West Side Levee Trail of San Lorenzo River to River Street to Golf Club Drive to Emma McCrary Trail to U-Conn Trail
9.6 miles; starting elevation 100 ft; max elevation 800 ft

by Brooke Wright

This is one of the best, if not the best, trails for beginner and intermediate riders who want an enjoyable, exciting ride through the Santa Cruz redwoods without having to memorize a map of details or be concerned about steep or technical sections surprising you. Start to finish, this 9.6-mile ride straight out of downtown Santa Cruz gives a rich taste of the region’s mountain biking offerings—and the best part is you don’t even need to drive to get there.

Starting in downtown Santa Cruz, head north on the west side levee path. To get there, take any main east-west road running through downtown—Water Street, Soquel or Laurel—toward the San Lorenzo River just east of downtown. You’ll find entrance paths leading you onto the paved levee trail.

Follow the levee trail north (away from the ocean) under Soquel Avenue and Water Street, and finally behind The Tannery, a large artist live-work complex. The path ends just behind the Tannery buildings. Head through the parking lot and ride north on River Street for just one block before turning left onto Golf Club Drive. The road says “Not a through street” and becomes narrow, with properties lining it, until it comes to an end at a gate and the trailhead for the Emma McCrary Trail. Take the Emma McCrary Trail, entering to the right of the gate, and follow it for 2.2 miles.

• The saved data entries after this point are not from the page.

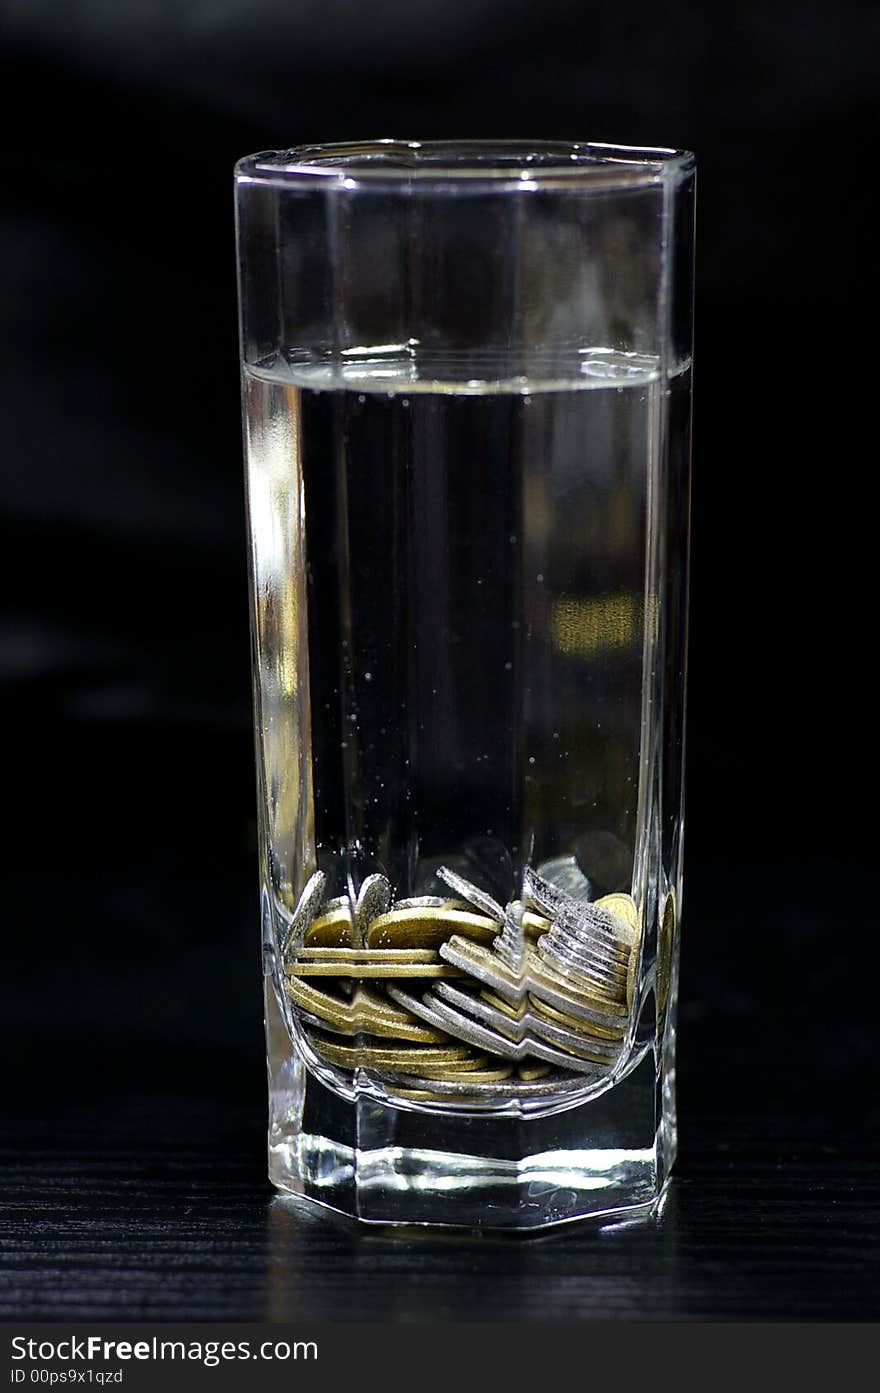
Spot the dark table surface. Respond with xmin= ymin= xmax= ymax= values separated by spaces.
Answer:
xmin=3 ymin=1097 xmax=878 ymax=1323
xmin=3 ymin=862 xmax=877 ymax=1324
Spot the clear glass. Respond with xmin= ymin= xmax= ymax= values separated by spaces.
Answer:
xmin=235 ymin=140 xmax=695 ymax=1228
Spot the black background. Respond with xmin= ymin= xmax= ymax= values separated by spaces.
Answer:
xmin=1 ymin=1 xmax=877 ymax=1320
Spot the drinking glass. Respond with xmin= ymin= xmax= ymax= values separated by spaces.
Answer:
xmin=235 ymin=140 xmax=695 ymax=1228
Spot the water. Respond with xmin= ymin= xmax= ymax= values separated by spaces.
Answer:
xmin=246 ymin=346 xmax=687 ymax=897
xmin=246 ymin=346 xmax=691 ymax=1223
xmin=249 ymin=348 xmax=691 ymax=1091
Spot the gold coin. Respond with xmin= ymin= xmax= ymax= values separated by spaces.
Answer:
xmin=657 ymin=889 xmax=676 ymax=1016
xmin=592 ymin=894 xmax=642 ymax=1008
xmin=522 ymin=910 xmax=552 ymax=940
xmin=308 ymin=1033 xmax=477 ymax=1070
xmin=390 ymin=1061 xmax=513 ymax=1099
xmin=293 ymin=946 xmax=439 ymax=961
xmin=415 ymin=1057 xmax=509 ymax=1080
xmin=366 ymin=906 xmax=498 ymax=949
xmin=479 ymin=989 xmax=527 ymax=1020
xmin=517 ymin=1061 xmax=553 ymax=1081
xmin=390 ymin=1087 xmax=451 ymax=1102
xmin=593 ymin=892 xmax=640 ymax=941
xmin=288 ymin=960 xmax=464 ymax=979
xmin=286 ymin=980 xmax=450 ymax=1042
xmin=304 ymin=906 xmax=355 ymax=948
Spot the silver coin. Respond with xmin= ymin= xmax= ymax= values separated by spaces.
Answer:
xmin=537 ymin=935 xmax=627 ymax=993
xmin=354 ymin=874 xmax=392 ymax=941
xmin=278 ymin=870 xmax=327 ymax=960
xmin=437 ymin=866 xmax=505 ymax=923
xmin=552 ymin=898 xmax=631 ymax=948
xmin=494 ymin=900 xmax=526 ymax=972
xmin=433 ymin=981 xmax=622 ymax=1062
xmin=539 ymin=923 xmax=629 ymax=972
xmin=323 ymin=895 xmax=352 ymax=914
xmin=387 ymin=983 xmax=615 ymax=1075
xmin=535 ymin=855 xmax=593 ymax=902
xmin=438 ymin=936 xmax=629 ymax=1031
xmin=378 ymin=1069 xmax=590 ymax=1100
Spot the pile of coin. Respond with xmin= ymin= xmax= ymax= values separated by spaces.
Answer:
xmin=280 ymin=859 xmax=642 ymax=1103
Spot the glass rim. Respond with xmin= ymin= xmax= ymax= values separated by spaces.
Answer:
xmin=235 ymin=139 xmax=696 ymax=190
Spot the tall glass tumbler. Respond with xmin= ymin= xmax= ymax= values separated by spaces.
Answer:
xmin=235 ymin=141 xmax=695 ymax=1228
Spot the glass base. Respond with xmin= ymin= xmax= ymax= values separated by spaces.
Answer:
xmin=267 ymin=986 xmax=675 ymax=1229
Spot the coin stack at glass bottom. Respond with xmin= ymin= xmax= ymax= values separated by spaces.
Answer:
xmin=277 ymin=855 xmax=663 ymax=1106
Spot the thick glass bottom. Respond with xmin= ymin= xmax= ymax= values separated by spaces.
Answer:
xmin=267 ymin=988 xmax=674 ymax=1229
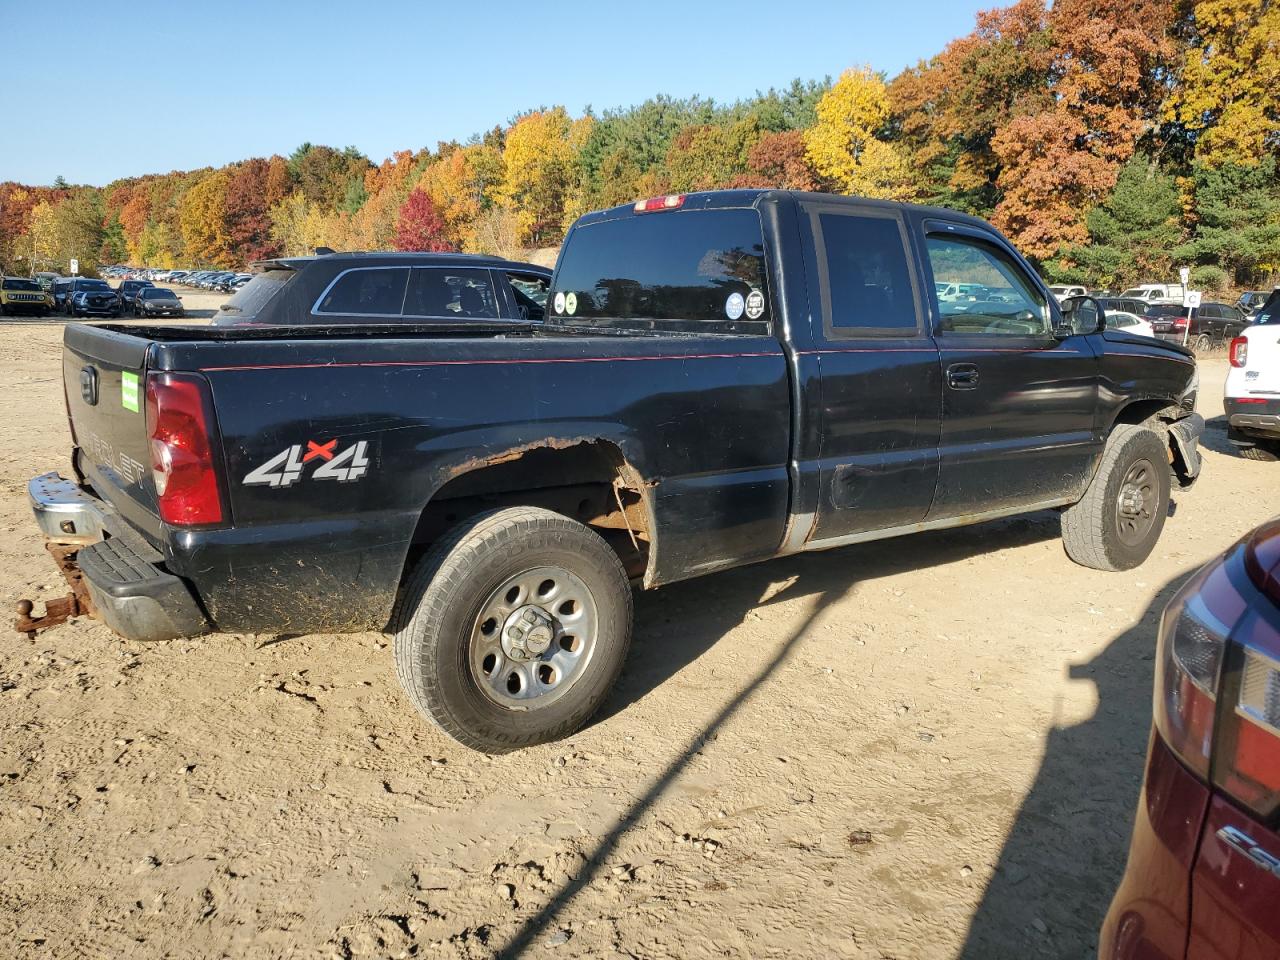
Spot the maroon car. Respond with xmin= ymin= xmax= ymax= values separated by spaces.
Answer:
xmin=1101 ymin=518 xmax=1280 ymax=958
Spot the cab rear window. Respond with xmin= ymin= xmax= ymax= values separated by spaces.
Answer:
xmin=216 ymin=268 xmax=294 ymax=321
xmin=551 ymin=209 xmax=770 ymax=332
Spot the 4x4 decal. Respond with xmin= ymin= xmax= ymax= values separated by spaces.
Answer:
xmin=244 ymin=439 xmax=370 ymax=487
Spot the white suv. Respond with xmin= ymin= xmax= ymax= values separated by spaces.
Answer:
xmin=1226 ymin=288 xmax=1280 ymax=461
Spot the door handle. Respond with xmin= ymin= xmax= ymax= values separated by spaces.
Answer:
xmin=947 ymin=363 xmax=979 ymax=389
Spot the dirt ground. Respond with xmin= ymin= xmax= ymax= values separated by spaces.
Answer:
xmin=0 ymin=308 xmax=1274 ymax=960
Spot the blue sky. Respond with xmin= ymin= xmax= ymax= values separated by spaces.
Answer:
xmin=3 ymin=0 xmax=990 ymax=186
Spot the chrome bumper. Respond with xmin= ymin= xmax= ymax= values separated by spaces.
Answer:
xmin=28 ymin=472 xmax=113 ymax=544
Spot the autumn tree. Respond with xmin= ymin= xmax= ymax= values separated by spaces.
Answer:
xmin=1165 ymin=0 xmax=1280 ymax=167
xmin=805 ymin=66 xmax=915 ymax=200
xmin=29 ymin=190 xmax=107 ymax=274
xmin=991 ymin=0 xmax=1177 ymax=260
xmin=179 ymin=171 xmax=234 ymax=267
xmin=224 ymin=159 xmax=280 ymax=262
xmin=737 ymin=130 xmax=824 ymax=191
xmin=393 ymin=189 xmax=453 ymax=251
xmin=887 ymin=0 xmax=1052 ymax=212
xmin=497 ymin=107 xmax=591 ymax=245
xmin=664 ymin=116 xmax=762 ymax=192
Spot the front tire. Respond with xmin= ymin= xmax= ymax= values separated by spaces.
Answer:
xmin=1061 ymin=424 xmax=1171 ymax=571
xmin=391 ymin=507 xmax=633 ymax=753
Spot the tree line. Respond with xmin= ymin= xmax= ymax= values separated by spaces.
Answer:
xmin=0 ymin=0 xmax=1275 ymax=292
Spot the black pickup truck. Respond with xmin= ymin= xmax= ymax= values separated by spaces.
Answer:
xmin=24 ymin=189 xmax=1203 ymax=753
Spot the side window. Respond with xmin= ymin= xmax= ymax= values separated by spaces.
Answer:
xmin=816 ymin=212 xmax=918 ymax=333
xmin=507 ymin=272 xmax=549 ymax=321
xmin=404 ymin=268 xmax=499 ymax=319
xmin=315 ymin=268 xmax=409 ymax=316
xmin=926 ymin=234 xmax=1049 ymax=337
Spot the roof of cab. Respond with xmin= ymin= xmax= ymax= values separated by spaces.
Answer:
xmin=250 ymin=251 xmax=551 ymax=274
xmin=574 ymin=188 xmax=1002 ymax=234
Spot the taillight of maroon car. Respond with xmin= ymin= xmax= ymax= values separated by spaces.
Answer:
xmin=144 ymin=372 xmax=225 ymax=526
xmin=1155 ymin=522 xmax=1280 ymax=817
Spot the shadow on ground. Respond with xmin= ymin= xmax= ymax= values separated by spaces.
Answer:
xmin=956 ymin=572 xmax=1192 ymax=959
xmin=495 ymin=511 xmax=1062 ymax=957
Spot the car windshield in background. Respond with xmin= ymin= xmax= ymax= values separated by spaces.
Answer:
xmin=217 ymin=268 xmax=294 ymax=319
xmin=81 ymin=280 xmax=111 ymax=291
xmin=142 ymin=288 xmax=177 ymax=299
xmin=551 ymin=208 xmax=769 ymax=330
xmin=2 ymin=278 xmax=41 ymax=291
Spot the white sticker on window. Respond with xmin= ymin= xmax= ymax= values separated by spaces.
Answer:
xmin=565 ymin=292 xmax=578 ymax=315
xmin=745 ymin=290 xmax=765 ymax=319
xmin=725 ymin=292 xmax=745 ymax=320
xmin=553 ymin=291 xmax=565 ymax=314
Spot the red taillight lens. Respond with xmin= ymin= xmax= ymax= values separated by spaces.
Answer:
xmin=633 ymin=194 xmax=685 ymax=213
xmin=1173 ymin=317 xmax=1188 ymax=330
xmin=1229 ymin=337 xmax=1248 ymax=367
xmin=1154 ymin=562 xmax=1238 ymax=777
xmin=144 ymin=372 xmax=224 ymax=526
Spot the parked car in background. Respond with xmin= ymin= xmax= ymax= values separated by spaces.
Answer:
xmin=1238 ymin=290 xmax=1269 ymax=318
xmin=1098 ymin=296 xmax=1155 ymax=317
xmin=130 ymin=286 xmax=185 ymax=318
xmin=115 ymin=278 xmax=153 ymax=312
xmin=1120 ymin=283 xmax=1186 ymax=302
xmin=66 ymin=279 xmax=121 ymax=318
xmin=0 ymin=277 xmax=52 ymax=316
xmin=1104 ymin=310 xmax=1156 ymax=338
xmin=1049 ymin=284 xmax=1088 ymax=302
xmin=1146 ymin=301 xmax=1247 ymax=347
xmin=1100 ymin=517 xmax=1280 ymax=959
xmin=1226 ymin=287 xmax=1279 ymax=461
xmin=209 ymin=252 xmax=552 ymax=327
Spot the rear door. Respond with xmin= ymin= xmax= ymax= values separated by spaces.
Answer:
xmin=62 ymin=324 xmax=163 ymax=540
xmin=796 ymin=200 xmax=941 ymax=543
xmin=917 ymin=218 xmax=1101 ymax=518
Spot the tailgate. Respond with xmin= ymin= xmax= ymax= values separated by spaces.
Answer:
xmin=62 ymin=324 xmax=160 ymax=533
xmin=1241 ymin=323 xmax=1280 ymax=394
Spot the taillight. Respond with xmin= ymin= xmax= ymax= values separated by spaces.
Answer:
xmin=633 ymin=194 xmax=685 ymax=213
xmin=1173 ymin=317 xmax=1188 ymax=330
xmin=1220 ymin=646 xmax=1280 ymax=813
xmin=1154 ymin=568 xmax=1231 ymax=778
xmin=144 ymin=372 xmax=224 ymax=526
xmin=1229 ymin=336 xmax=1248 ymax=367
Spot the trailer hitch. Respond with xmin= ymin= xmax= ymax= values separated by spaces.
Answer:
xmin=13 ymin=543 xmax=96 ymax=639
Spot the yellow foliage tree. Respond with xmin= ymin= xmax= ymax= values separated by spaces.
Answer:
xmin=496 ymin=108 xmax=590 ymax=245
xmin=268 ymin=192 xmax=345 ymax=257
xmin=179 ymin=171 xmax=235 ymax=267
xmin=805 ymin=66 xmax=916 ymax=200
xmin=1165 ymin=0 xmax=1280 ymax=167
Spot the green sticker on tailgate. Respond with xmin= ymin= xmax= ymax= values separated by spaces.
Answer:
xmin=121 ymin=371 xmax=139 ymax=412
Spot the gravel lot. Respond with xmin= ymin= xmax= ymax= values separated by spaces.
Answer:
xmin=0 ymin=313 xmax=1274 ymax=959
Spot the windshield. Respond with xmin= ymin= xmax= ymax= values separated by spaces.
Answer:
xmin=2 ymin=278 xmax=41 ymax=291
xmin=217 ymin=268 xmax=294 ymax=318
xmin=1256 ymin=290 xmax=1280 ymax=324
xmin=143 ymin=288 xmax=177 ymax=299
xmin=80 ymin=280 xmax=111 ymax=291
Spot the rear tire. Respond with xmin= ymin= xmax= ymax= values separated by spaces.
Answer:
xmin=390 ymin=507 xmax=633 ymax=754
xmin=1061 ymin=424 xmax=1170 ymax=571
xmin=1240 ymin=442 xmax=1280 ymax=462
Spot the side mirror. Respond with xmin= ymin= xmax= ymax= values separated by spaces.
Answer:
xmin=1059 ymin=295 xmax=1105 ymax=337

Emma McCrary steadily gains elevation from start to finish. After half a mile it wraps around a canyon and over a wood bridge, after which some woodsy, brush-free switchbacks take you to the Rincon Trail intersection. This is where McCrary ends and U-Conn begins.

U-Conn is a .9-mile steady, relatively steep climb over some roots and rocks with blackberry- and poison oak-dodging to boot. Despite that, it is still beginner-friendly; the sight lines are long, and even the trickiest sections are short. Just when the climbing gets a bit irritating, there is a sign, a curve and a bench to greet you at the end. (You'll now find yourself on the UCSC upper campus. If you want to make a big day of it, take Fuel Break Road, then Chinquapin Road, about 1.3 miles to reach Empire Grade and the entrance of Wilder Ranch State Park, which has many miles of bike trails.)

The return journey is the real fun, of course. Almost exclusively downhill, the trail is smooth and has great sight lines so you can fly through sections and around banked turns without getting surprised by uphill traffic (which there is likely to be). Watching the pace will keep even a beginner at ease, as there are no significant drops or otherwise technical sections to navigate.

Give some breathing room between yourself and anyone else out there—the ride down is roller coaster ride-fun, and don’t want to have to grip your brakes.
When you emerge back at the trailhead, remember the paved world includes cars until you cross back to the levee path and enjoy the car-free cruise back to town.